First Lady gets citizen of distinction award

First Lady, Dame Patience Goodluck Jonathan was yesterday in Toronto, Canada, named the 2010 Citizen of Distinction by the Management of Toronto East General Hospital.

A statement issued by her Media Assistant, Ayo Adewuyi, said the honour was conferred on her during her visit to the hospital, which was part of events of the G-8 spouses programme holding in that country.

According to the statement, "It is in recognition of her continued support to the poor through her youth scholarship awards and medical support and assistance to children with heart conditions."

Toronto East General Hospital (TEGH), the statement noted, is a large Urban Full-Service Community Teaching Hospital providing comprehensive care to a diverse population of 400,000 people representing over 45,000 cultural and linguistic groups.

It said that the visit by the First Lady was the first of such by any visiting dignitary.

The 2010 Citizen of Distinction Award was presented to her by the Chief Executive Office of the hospital, Rob Devitt accompanied by the hospital Foundation chair, Teresa Vasilopolous and the top management of the hospital.

The First Lady, the statement said, assured the medical staff of the commitment of President Goodluck Jonathan to the realization of the three health related Millennium Development Goals namely, reduction of child and infant mortality; improving Maternal health and combating HIV/AIDS.

According to her, "As a mother, I recognize the hardship the women of Nigeria go through during child birth and I am working with relevant Government agencies to ensure our women enjoy the pleasure of motherhood."

She expressed the hope that the award which automatically makes her the Champion of Toronto East General Hospital would be the beginning of good working relationship with Nigerian Health Institutions, particularly the National hospital, Abuja.

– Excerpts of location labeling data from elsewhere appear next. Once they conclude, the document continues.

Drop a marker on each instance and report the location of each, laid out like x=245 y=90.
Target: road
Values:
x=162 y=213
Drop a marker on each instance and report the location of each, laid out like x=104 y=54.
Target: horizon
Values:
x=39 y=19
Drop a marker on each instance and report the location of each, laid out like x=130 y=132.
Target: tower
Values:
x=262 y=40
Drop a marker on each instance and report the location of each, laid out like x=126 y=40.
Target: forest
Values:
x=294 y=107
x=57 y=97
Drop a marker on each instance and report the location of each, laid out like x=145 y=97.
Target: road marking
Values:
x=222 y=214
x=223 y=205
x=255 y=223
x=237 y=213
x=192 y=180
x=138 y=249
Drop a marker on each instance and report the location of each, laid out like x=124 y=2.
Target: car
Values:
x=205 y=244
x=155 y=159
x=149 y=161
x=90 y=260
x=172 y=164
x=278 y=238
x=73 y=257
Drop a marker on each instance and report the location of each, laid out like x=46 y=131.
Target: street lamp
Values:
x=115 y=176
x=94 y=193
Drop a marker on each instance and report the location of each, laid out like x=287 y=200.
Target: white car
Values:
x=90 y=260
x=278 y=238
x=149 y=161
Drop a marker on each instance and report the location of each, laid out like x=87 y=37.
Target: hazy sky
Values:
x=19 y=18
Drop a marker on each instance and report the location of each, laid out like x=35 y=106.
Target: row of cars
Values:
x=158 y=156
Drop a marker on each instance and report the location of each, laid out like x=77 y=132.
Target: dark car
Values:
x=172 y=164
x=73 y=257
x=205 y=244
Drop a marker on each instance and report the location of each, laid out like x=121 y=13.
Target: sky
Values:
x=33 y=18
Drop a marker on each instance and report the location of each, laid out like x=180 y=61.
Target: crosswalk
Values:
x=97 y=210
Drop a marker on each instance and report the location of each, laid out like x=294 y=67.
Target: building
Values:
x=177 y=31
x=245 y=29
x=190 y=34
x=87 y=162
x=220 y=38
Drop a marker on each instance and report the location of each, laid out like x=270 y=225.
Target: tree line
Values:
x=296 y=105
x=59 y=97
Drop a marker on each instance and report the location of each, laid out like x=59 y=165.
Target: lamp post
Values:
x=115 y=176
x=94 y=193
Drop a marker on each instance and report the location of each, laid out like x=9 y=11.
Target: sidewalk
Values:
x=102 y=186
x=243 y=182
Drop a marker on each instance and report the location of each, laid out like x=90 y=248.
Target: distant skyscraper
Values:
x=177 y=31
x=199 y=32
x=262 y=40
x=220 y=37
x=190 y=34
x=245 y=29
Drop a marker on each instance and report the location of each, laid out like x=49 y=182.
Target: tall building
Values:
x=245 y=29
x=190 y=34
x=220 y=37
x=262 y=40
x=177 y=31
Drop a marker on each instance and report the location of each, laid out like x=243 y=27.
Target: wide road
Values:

She commended the efforts of the health workers for providing life-saving care for the patients particularly women and children, pointing out that the exploits of Professor Isa Odidi and Dr Leke Badmus-two Canadian-Nigerians- in Canadian health care delivery served as a testimony to Nigeria's capacity to participate globally in health related issues.

President of TEGH, Teresa Vasilopolous, said the visit represented the attention that the Hospital has been garnering on a national scale for its high quality patient care and many awards of excellence as the destination of "Healthcare Excellence."